Hospital environments are too often characterized by delays for patients receiving diagnostic testing and prolonged waiting times to complete needed therapy. Frequently there is confusion in scheduling, related at least in part to the complex interplay of clinical acuity and highly individualized care. Luther Midelfort recently began to change the process of patient flow to improve access to care, optimize outcomes by enabling timely intervention, and decrease the wasting of resources. The hospital developed a unit assessment tool based on the traffic light concept, which consisted of an assessment of current capacity and a graded, color-coded "workload tolerance" for each hospital unit.

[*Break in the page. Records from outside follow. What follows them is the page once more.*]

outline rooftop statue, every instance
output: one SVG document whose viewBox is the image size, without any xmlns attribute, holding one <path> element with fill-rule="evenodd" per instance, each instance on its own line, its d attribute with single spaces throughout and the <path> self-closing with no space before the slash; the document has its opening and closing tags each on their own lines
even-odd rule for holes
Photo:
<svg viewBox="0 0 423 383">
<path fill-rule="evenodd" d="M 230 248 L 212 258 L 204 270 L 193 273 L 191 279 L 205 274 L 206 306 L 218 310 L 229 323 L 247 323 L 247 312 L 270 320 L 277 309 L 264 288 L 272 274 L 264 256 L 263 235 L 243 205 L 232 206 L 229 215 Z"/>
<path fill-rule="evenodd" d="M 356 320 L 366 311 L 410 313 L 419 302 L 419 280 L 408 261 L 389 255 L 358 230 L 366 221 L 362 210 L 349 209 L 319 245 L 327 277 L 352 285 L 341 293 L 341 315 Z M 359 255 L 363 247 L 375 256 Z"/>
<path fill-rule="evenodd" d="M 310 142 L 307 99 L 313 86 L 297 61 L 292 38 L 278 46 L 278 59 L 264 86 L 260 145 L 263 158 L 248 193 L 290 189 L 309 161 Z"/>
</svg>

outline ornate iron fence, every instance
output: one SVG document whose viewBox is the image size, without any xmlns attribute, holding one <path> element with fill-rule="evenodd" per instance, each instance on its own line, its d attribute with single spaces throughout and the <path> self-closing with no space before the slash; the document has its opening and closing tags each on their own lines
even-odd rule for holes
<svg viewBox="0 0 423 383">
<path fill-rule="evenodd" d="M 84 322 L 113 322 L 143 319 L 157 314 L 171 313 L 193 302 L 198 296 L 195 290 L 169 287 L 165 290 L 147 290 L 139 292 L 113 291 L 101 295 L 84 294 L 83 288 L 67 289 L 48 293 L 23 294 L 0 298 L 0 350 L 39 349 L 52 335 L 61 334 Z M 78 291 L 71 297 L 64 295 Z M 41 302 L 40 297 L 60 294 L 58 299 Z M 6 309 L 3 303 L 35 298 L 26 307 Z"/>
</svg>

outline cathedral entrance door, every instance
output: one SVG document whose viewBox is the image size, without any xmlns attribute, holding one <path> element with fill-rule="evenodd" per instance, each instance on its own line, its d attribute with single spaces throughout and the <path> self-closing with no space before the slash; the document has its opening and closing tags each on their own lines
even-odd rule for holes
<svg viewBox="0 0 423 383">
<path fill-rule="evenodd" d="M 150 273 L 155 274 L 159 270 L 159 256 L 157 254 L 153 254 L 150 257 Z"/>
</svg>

Each unit can instantly update its own status and query those of other work environments in the hospital. For most of the January-July 2001 period, there was generally a progressive decrease in the percentage of time that the units were coded as red (unit closed to new admissions), with concurrent increases in the percentage of time that the units were coded as green (unit open). Use of the tool appears to have contributed to a dramatic increase in staff satisfaction. The key to regulating patient flow has been to adopt a nursing-initiated capping trust policy whereby nurses are given the authority to limit new admissions. Initiatives are now under way to provide different units with novel models of resource sharing, ranging from flexible housekeeping to "flying nurse squads" to assist units that have become red.